Blomberg and Kamell, Zondervan Exegetical Commentary on the New Testament

  • The first question is the simpler one. Whose soul is saved by this action? The answer seems clear because of the parallel uses of auto in both “the error of his/her ways” and “saves his/her soul” It makes more sense that the soul in danger of being lost belongs to the person who strays from the truth. Meanwhile, the soul of the person who did the restoring would not be saved by this action, as we would assume that such a person already does believe, thus making them want to restore the wanderer. This restoring is more a work that shows their faith than one that creates their salvation. The implication of “saves their soul” may well be that the wanderer never truly believed, and it is in this restoration that they come to their own saving faith. Or James may be using “saved” here in the sense of final, eschatological salvation—they have now been brought safely to the end of the process that their earlier belief initiated.

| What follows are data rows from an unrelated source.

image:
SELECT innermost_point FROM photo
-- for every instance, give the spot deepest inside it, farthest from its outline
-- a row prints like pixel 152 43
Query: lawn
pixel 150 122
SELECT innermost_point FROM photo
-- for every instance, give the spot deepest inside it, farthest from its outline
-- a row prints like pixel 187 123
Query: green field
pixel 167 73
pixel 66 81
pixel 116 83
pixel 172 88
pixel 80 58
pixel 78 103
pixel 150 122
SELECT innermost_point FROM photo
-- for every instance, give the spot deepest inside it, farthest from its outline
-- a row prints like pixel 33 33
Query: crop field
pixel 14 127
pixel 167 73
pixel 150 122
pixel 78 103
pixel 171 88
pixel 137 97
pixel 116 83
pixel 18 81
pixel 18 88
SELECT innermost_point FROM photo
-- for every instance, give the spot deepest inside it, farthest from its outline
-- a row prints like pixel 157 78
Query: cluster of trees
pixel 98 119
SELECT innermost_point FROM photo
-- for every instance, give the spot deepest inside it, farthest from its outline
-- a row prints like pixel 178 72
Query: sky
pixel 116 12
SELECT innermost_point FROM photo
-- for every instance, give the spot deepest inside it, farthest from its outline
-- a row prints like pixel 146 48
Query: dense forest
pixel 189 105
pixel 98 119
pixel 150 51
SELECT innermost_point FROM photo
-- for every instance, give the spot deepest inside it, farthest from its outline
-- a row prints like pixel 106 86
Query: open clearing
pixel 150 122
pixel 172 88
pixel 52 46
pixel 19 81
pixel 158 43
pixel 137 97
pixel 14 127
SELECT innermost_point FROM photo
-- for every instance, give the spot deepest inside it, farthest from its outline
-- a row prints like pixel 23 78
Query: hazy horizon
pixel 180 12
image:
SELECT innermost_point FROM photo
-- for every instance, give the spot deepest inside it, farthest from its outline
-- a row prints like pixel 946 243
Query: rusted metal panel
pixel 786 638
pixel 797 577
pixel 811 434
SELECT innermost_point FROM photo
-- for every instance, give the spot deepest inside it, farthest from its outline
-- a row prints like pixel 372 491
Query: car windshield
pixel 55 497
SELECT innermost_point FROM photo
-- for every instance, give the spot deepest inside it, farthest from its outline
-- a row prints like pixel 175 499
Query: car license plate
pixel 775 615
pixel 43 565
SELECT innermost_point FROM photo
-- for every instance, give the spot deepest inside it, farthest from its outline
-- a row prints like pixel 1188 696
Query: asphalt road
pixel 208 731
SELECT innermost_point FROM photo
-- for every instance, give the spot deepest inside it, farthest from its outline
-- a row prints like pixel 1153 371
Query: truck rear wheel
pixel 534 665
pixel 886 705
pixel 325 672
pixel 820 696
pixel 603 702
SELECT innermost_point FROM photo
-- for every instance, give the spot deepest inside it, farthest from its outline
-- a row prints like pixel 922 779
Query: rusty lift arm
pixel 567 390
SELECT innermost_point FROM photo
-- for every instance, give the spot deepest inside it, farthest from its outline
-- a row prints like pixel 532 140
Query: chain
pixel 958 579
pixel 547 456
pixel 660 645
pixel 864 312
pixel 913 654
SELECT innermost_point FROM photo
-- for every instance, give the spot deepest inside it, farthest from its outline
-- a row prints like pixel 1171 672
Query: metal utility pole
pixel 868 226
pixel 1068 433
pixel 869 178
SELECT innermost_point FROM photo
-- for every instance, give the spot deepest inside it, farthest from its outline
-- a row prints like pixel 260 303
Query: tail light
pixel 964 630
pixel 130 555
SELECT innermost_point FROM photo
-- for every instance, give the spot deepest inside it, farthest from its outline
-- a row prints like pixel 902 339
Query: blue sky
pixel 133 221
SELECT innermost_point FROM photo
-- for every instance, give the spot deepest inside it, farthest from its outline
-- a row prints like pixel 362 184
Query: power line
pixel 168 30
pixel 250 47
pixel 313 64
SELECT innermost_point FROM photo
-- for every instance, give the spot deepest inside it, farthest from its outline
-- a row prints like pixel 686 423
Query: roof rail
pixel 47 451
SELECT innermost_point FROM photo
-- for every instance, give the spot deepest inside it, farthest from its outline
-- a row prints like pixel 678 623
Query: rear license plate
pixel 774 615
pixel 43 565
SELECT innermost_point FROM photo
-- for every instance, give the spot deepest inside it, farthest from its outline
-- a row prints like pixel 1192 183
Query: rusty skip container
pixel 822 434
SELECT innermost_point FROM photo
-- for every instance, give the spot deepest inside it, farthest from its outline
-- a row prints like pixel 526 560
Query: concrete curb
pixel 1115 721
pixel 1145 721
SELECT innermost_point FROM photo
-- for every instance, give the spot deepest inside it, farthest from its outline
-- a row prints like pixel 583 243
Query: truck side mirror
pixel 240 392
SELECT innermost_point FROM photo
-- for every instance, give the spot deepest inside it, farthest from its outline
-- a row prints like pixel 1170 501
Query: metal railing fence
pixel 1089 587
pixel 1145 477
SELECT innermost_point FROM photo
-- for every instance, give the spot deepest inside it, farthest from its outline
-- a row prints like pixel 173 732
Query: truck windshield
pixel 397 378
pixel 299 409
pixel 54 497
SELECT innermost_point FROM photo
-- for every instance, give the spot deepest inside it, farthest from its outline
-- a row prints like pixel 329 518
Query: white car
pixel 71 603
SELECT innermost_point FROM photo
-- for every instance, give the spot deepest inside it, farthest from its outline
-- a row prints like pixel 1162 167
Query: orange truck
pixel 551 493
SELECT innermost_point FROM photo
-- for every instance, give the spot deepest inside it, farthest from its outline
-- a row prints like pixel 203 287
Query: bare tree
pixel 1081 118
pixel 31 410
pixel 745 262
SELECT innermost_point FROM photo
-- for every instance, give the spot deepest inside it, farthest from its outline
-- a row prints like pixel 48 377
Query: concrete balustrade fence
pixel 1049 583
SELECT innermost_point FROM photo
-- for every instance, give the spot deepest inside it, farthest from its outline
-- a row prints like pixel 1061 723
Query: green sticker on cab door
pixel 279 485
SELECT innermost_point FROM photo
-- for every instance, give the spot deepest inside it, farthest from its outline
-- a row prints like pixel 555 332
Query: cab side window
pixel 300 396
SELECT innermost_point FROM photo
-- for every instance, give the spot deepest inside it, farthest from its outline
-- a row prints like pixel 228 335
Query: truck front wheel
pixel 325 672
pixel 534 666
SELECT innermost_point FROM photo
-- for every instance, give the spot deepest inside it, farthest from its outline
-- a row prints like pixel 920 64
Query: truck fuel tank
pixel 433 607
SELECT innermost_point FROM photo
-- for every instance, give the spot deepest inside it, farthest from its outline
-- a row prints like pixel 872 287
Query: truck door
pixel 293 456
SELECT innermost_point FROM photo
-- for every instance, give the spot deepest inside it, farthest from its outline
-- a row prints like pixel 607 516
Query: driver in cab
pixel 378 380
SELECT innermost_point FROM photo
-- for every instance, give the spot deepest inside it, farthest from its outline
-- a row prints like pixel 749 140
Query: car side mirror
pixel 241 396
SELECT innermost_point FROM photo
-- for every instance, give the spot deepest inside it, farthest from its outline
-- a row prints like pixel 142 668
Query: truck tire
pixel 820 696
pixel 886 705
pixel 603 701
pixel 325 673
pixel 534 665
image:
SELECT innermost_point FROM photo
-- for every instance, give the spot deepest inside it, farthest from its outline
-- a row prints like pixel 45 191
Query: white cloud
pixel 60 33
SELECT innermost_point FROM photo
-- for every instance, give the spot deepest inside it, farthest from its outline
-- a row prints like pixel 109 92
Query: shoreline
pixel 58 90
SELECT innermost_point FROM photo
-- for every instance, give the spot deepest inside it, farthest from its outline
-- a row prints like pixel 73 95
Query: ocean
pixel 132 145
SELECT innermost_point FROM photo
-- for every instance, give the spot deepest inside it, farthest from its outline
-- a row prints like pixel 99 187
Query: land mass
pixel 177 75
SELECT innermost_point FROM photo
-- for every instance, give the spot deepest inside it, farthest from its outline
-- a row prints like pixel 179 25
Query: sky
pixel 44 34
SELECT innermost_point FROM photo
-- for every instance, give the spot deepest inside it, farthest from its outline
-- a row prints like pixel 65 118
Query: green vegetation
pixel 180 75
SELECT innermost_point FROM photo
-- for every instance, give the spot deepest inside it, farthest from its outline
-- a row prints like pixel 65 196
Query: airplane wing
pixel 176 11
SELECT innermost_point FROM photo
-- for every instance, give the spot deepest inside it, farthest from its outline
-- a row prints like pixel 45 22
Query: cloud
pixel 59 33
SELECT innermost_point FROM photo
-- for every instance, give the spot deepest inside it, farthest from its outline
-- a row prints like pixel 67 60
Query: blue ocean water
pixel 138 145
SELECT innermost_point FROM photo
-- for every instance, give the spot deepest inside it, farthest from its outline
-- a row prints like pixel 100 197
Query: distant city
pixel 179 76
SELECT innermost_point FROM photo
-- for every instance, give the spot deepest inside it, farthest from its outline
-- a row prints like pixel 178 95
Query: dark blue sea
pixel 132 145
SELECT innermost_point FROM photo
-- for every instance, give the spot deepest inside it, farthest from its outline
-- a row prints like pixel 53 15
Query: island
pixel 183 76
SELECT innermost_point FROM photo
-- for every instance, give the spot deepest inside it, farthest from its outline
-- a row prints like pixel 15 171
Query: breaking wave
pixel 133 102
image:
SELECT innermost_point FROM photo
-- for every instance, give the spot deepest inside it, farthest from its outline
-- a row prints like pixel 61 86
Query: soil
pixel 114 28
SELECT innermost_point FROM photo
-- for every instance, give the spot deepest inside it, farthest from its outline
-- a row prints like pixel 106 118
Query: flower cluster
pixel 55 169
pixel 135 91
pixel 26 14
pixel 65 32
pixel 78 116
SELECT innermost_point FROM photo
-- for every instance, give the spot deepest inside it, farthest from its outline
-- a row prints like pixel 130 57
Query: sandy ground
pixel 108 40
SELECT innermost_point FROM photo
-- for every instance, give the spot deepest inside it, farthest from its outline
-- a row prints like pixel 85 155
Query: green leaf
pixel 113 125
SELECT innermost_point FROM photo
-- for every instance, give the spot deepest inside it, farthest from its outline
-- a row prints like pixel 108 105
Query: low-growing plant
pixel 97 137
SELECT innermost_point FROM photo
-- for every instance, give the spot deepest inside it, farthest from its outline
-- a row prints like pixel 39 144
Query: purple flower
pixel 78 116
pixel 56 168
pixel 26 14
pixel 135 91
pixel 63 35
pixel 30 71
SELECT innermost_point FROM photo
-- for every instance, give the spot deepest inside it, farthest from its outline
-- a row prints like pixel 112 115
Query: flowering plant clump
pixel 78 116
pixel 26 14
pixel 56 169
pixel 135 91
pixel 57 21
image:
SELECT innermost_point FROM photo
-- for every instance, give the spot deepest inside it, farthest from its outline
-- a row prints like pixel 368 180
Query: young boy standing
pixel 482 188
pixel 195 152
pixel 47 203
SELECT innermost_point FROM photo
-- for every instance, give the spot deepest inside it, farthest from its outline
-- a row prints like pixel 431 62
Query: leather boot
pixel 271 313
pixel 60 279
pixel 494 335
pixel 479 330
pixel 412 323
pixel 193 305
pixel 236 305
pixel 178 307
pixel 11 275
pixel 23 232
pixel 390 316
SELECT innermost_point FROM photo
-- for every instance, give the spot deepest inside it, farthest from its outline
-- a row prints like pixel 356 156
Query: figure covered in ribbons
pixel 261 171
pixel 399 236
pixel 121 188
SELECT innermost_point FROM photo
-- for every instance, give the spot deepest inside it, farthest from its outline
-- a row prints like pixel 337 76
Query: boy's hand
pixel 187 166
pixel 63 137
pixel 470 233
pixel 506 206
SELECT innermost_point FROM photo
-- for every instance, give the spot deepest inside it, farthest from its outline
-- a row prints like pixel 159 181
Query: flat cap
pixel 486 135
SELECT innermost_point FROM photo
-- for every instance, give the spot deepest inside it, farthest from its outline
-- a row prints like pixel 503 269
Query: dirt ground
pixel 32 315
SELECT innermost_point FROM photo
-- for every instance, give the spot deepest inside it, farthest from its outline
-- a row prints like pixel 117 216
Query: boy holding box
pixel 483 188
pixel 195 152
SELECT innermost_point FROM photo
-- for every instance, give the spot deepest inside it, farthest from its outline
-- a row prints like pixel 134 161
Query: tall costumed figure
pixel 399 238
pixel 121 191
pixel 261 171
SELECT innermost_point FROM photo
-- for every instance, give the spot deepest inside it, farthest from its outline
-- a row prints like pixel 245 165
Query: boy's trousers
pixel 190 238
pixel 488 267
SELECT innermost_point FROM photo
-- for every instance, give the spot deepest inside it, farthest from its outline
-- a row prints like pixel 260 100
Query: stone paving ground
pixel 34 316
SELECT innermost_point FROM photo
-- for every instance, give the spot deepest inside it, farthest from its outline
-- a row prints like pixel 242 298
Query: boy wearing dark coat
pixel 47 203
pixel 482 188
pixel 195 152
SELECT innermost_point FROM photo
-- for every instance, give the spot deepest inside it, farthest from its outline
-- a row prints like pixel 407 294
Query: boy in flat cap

  • The second, and harder question, is that of whose sins are covered in this act. The most obvious person would be the one who has stayed. Yet, “Jewish sources are quoted to the effect that the one who turns a sinner to repentance is deserving of forgiveness himself.” But perhaps James left that description purposely ambiguous, so that while the one who stayed appears to have the more immediate need of forgiveness, it does not hurt us to remember that we are all sinners in need of God’s grace, all “prone to wander” given the opportunity, and right inducement. Thus, in this one act of righteousness in turning another person who has wandered farther astray, we find ourselves drawn back closer to God’s grace and righteousness.